This Day In History: Palestinian Terrorists Hijack A German Passenger Plane (1977)

This Day In History: Palestinian Terrorists Hijack A German Passenger Plane (1977)

By Ed
This Day In History: Palestinian Terrorists Hijack A German Passenger Plane (1977)

On this day in history, a gang of Palestinians hijacked an airliner and demanded the release of members of a German left-wing terrorist group. The hijackers had seized a Lufthansa airplane and they stated that they would only release their hostages upon the release of the leading members of the German Red Army Faction from a German prison. This group was also known as the Baeder-Meinhof Gang, after the names of the two leaders of the group. The Red Army Faction was a communist terror group that was dedicated to the overthrow of the democratically elected government of West German, which it regarded as repressive. The Red Army Faction had launched a string of attacks across Germany that left more than 30 people.  The group had been sympathetic to the aims of the Palestinians and they had become allied to such terrorist groups as the PFLP.

Rückkehr des Sonderflugzeuges auf dem Flughafen Köln/Bonn am 18.10.1977 mit Staatsminister Hans-Jürgen Wischnewski und der Einsatzgruppe GSG 9 des Bundesgrenzschutzes nach der geglückten Befreiung der Geiseln aus einem von Terroristen gekaperten Lufthansa-Flugzeug auf dem Flughafen Mogadischu (Somalia)
The freed German hostages after their release

The Palestinian hijackers ordered the plane to several airports and, eventually they ordered it to land at Mogadishu, Somalia, on October 17. Here one of the terrorists executed in cold blood one of the pilots. It soon became clear that at least one of the hijackers was possibly mad and that the lives of all the hostages were in danger. The German government was in a dilemma they could not give in to the demands of the hijackers and this would only encourage them to carry out more attacks and hijack more planes. However, they had to do something to save the passengers and crew on the plane. They agreed on a daring rescue plan.

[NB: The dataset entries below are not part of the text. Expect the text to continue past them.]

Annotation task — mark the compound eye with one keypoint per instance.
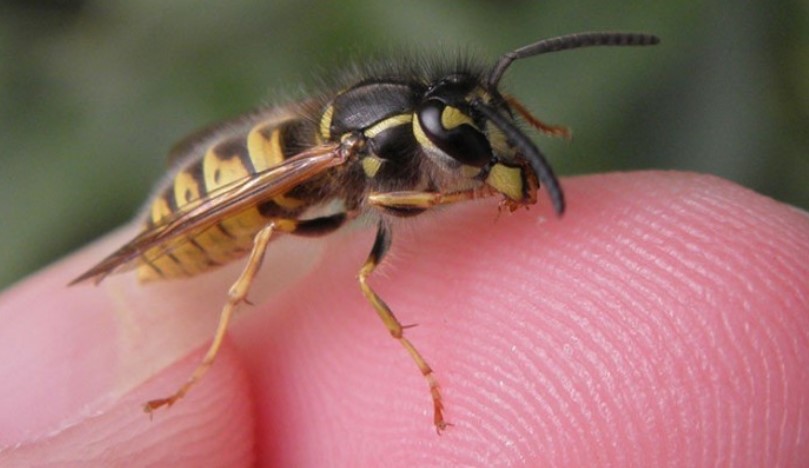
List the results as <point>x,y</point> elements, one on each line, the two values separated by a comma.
<point>453,132</point>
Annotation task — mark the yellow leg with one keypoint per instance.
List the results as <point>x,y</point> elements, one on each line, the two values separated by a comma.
<point>236,295</point>
<point>426,200</point>
<point>381,245</point>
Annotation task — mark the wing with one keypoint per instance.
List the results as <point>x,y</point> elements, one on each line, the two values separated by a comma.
<point>225,201</point>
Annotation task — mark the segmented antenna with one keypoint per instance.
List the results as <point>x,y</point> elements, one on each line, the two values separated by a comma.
<point>571,41</point>
<point>537,161</point>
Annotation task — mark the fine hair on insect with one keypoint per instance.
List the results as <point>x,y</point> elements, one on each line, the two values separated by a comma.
<point>393,142</point>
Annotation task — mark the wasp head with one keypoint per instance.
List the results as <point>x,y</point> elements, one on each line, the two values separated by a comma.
<point>466,126</point>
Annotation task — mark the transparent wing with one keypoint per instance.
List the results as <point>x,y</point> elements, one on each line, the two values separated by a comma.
<point>219,204</point>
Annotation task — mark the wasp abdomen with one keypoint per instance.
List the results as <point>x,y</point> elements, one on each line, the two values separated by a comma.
<point>217,166</point>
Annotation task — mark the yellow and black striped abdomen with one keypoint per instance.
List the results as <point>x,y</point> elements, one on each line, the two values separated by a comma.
<point>211,167</point>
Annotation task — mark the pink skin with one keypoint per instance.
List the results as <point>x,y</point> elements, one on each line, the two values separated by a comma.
<point>664,320</point>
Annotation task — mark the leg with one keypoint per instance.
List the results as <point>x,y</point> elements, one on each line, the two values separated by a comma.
<point>236,295</point>
<point>381,246</point>
<point>425,200</point>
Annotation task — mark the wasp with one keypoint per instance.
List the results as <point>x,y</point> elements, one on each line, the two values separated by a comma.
<point>394,142</point>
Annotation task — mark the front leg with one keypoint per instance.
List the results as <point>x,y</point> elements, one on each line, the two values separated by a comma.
<point>381,246</point>
<point>420,201</point>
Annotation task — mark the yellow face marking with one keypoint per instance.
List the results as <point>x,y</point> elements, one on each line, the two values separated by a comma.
<point>507,180</point>
<point>325,122</point>
<point>388,123</point>
<point>265,152</point>
<point>219,172</point>
<point>421,138</point>
<point>452,117</point>
<point>469,171</point>
<point>371,165</point>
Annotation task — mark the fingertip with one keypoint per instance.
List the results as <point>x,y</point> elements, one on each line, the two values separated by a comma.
<point>212,426</point>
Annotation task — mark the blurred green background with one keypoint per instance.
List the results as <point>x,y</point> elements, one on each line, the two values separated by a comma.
<point>92,93</point>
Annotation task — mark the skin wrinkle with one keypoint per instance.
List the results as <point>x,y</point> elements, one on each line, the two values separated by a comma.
<point>582,292</point>
<point>710,378</point>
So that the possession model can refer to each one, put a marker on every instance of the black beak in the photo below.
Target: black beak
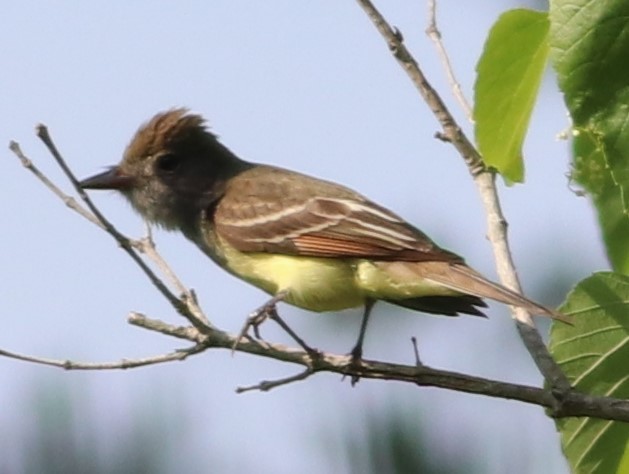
(113, 178)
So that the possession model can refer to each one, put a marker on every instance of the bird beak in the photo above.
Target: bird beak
(113, 178)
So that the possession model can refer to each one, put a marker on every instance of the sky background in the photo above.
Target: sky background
(309, 86)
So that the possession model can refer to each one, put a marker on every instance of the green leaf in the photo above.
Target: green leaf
(509, 73)
(590, 48)
(593, 354)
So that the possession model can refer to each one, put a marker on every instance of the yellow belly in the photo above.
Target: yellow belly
(329, 284)
(315, 284)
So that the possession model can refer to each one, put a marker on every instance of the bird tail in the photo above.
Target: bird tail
(463, 279)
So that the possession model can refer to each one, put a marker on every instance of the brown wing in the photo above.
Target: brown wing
(268, 209)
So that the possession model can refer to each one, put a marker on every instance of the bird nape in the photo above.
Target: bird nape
(322, 246)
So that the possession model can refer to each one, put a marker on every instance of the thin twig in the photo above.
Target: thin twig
(485, 183)
(68, 200)
(267, 385)
(569, 404)
(147, 246)
(179, 354)
(125, 242)
(435, 35)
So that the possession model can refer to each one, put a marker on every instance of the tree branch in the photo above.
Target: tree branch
(485, 183)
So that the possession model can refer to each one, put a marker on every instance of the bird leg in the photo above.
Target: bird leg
(257, 317)
(269, 311)
(357, 351)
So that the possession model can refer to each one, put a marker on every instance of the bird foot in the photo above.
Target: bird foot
(256, 318)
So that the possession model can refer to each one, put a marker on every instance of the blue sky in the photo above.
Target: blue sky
(304, 85)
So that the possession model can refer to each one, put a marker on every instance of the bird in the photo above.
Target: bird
(311, 243)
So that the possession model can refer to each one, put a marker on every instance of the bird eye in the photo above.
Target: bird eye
(168, 162)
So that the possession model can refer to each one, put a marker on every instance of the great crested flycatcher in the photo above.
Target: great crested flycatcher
(321, 245)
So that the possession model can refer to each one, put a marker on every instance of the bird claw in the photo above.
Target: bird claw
(254, 321)
(256, 318)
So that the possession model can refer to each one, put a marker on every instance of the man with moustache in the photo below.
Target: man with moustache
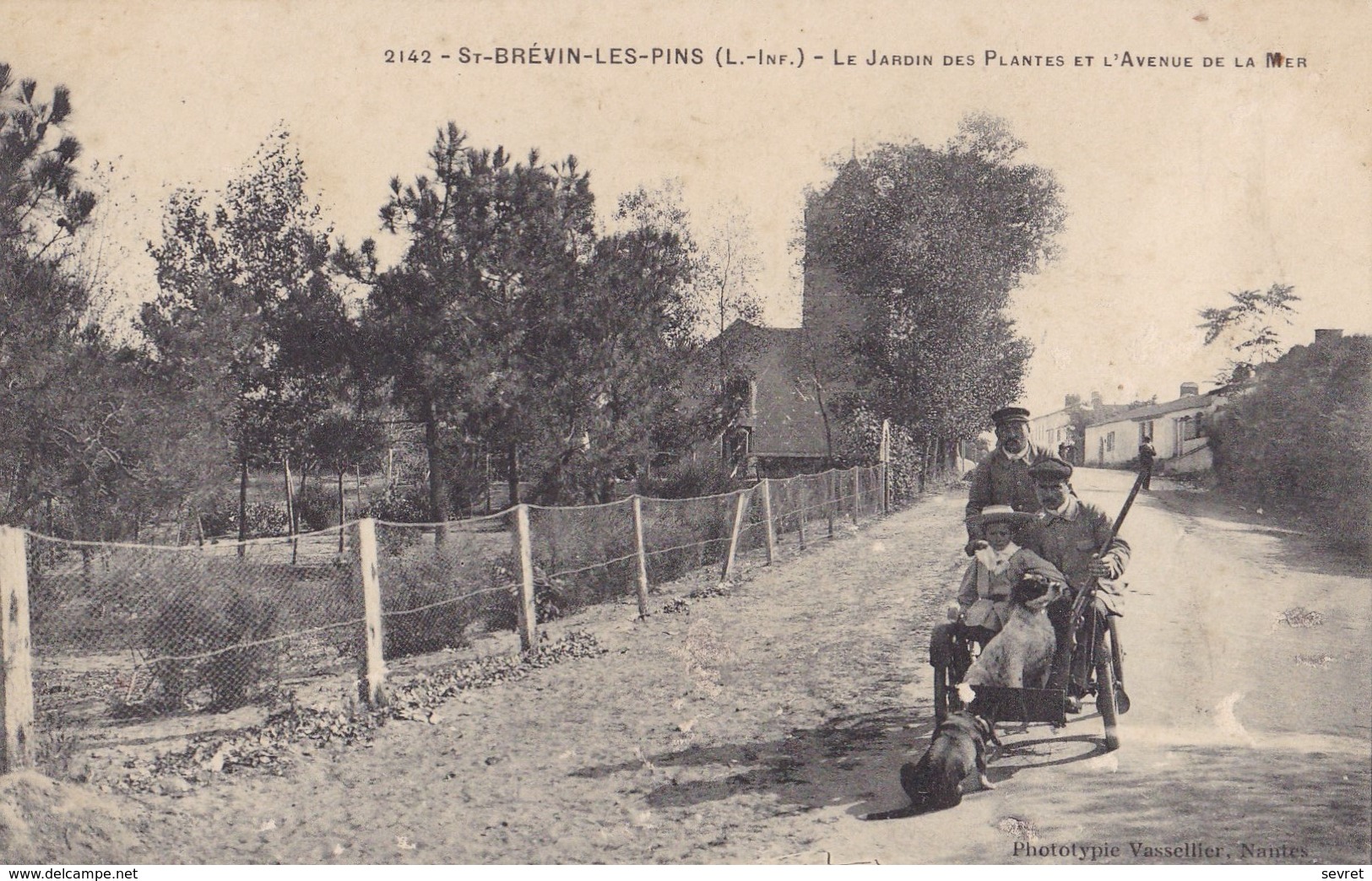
(1003, 477)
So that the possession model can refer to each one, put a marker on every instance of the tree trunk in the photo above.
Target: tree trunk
(513, 473)
(243, 504)
(292, 522)
(823, 418)
(438, 490)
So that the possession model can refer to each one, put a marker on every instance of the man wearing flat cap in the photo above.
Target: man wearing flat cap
(1003, 477)
(1075, 537)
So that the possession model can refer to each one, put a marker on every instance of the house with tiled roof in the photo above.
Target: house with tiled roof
(783, 422)
(1178, 429)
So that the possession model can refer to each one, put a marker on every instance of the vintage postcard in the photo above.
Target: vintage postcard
(511, 433)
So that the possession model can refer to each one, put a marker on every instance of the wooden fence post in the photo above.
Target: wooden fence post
(15, 655)
(643, 556)
(733, 538)
(772, 532)
(524, 550)
(830, 499)
(856, 491)
(373, 664)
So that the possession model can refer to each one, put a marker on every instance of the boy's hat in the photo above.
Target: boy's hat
(1010, 414)
(1001, 514)
(1049, 469)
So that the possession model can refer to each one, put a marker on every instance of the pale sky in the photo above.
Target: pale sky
(1181, 184)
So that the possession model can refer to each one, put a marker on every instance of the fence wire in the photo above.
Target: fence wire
(443, 583)
(127, 630)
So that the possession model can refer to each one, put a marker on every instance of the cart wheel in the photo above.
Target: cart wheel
(940, 694)
(1106, 703)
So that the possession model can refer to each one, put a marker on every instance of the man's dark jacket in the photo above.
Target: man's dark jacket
(1002, 480)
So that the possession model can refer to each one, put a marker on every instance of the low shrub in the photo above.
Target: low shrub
(687, 479)
(317, 508)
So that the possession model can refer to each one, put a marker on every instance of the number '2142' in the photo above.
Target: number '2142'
(399, 57)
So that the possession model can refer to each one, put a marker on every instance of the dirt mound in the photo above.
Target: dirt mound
(46, 821)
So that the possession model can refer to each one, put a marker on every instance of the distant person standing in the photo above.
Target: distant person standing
(1146, 456)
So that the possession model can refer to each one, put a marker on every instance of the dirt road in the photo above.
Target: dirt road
(761, 727)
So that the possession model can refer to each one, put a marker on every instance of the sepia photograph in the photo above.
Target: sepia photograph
(803, 434)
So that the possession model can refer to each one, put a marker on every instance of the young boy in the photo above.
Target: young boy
(998, 565)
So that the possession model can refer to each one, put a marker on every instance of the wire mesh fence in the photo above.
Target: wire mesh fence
(127, 630)
(138, 631)
(442, 583)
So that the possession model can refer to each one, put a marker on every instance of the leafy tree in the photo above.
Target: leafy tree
(472, 322)
(929, 245)
(713, 286)
(621, 392)
(248, 311)
(1249, 322)
(63, 423)
(1304, 435)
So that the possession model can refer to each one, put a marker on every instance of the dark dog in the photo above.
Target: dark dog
(958, 749)
(1021, 653)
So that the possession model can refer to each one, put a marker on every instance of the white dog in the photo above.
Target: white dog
(1021, 653)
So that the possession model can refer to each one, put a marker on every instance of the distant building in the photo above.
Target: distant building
(1178, 430)
(785, 419)
(1068, 425)
(779, 423)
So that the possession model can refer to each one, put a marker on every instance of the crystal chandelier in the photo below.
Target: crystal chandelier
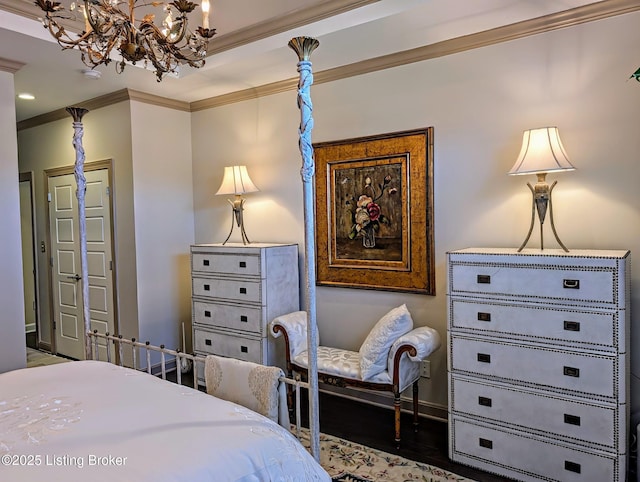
(107, 27)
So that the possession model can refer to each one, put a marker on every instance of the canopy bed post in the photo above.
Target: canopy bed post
(77, 113)
(304, 46)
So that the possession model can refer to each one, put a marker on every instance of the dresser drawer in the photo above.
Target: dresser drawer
(590, 374)
(597, 329)
(232, 264)
(571, 419)
(530, 458)
(234, 346)
(593, 285)
(239, 290)
(234, 317)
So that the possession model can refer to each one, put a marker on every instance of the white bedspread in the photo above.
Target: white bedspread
(100, 422)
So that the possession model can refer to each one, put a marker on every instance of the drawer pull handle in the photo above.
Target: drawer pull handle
(487, 444)
(571, 419)
(572, 372)
(571, 466)
(572, 284)
(572, 325)
(484, 357)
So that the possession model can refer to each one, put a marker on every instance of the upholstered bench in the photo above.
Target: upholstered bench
(388, 360)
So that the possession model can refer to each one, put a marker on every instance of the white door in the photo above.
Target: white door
(28, 253)
(65, 260)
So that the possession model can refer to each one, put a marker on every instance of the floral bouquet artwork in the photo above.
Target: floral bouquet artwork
(368, 211)
(367, 216)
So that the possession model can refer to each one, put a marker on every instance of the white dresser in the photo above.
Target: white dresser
(236, 291)
(539, 363)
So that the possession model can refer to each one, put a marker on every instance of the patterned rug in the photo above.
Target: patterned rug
(350, 462)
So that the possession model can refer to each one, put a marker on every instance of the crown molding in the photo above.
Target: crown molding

Early the next morning, a German special forces team stormed the aircraft, with some help from members of the British SAS. The raid was a great success and it secured the release  of all 86 hostages, who were mostly German citizens. None of whom were injured or harmed during the operation. The German special forces team shot and killed three of the hijackers and manage to capture the fourth, who was badly wounded. Only one member of the special forces team was wounded in the raid. When news of the successful raid was broadcast in Germany there was widespread rejoicing. The success of the raid helped, along with improved airport security to reduce the number of hijackings carried out by terrorists.

The members of the Red Army Faction in prison, when they heard that the hijacking attempt had failed knew that they would spend the rest of their lives in jail. The then agreed to commit suicide. That night several members of the group killed themselves in prison. This was the effective end of the Red Army Faction although some members of the group continued to stage terrorist attacks in Germany, including bombings and kidnappings.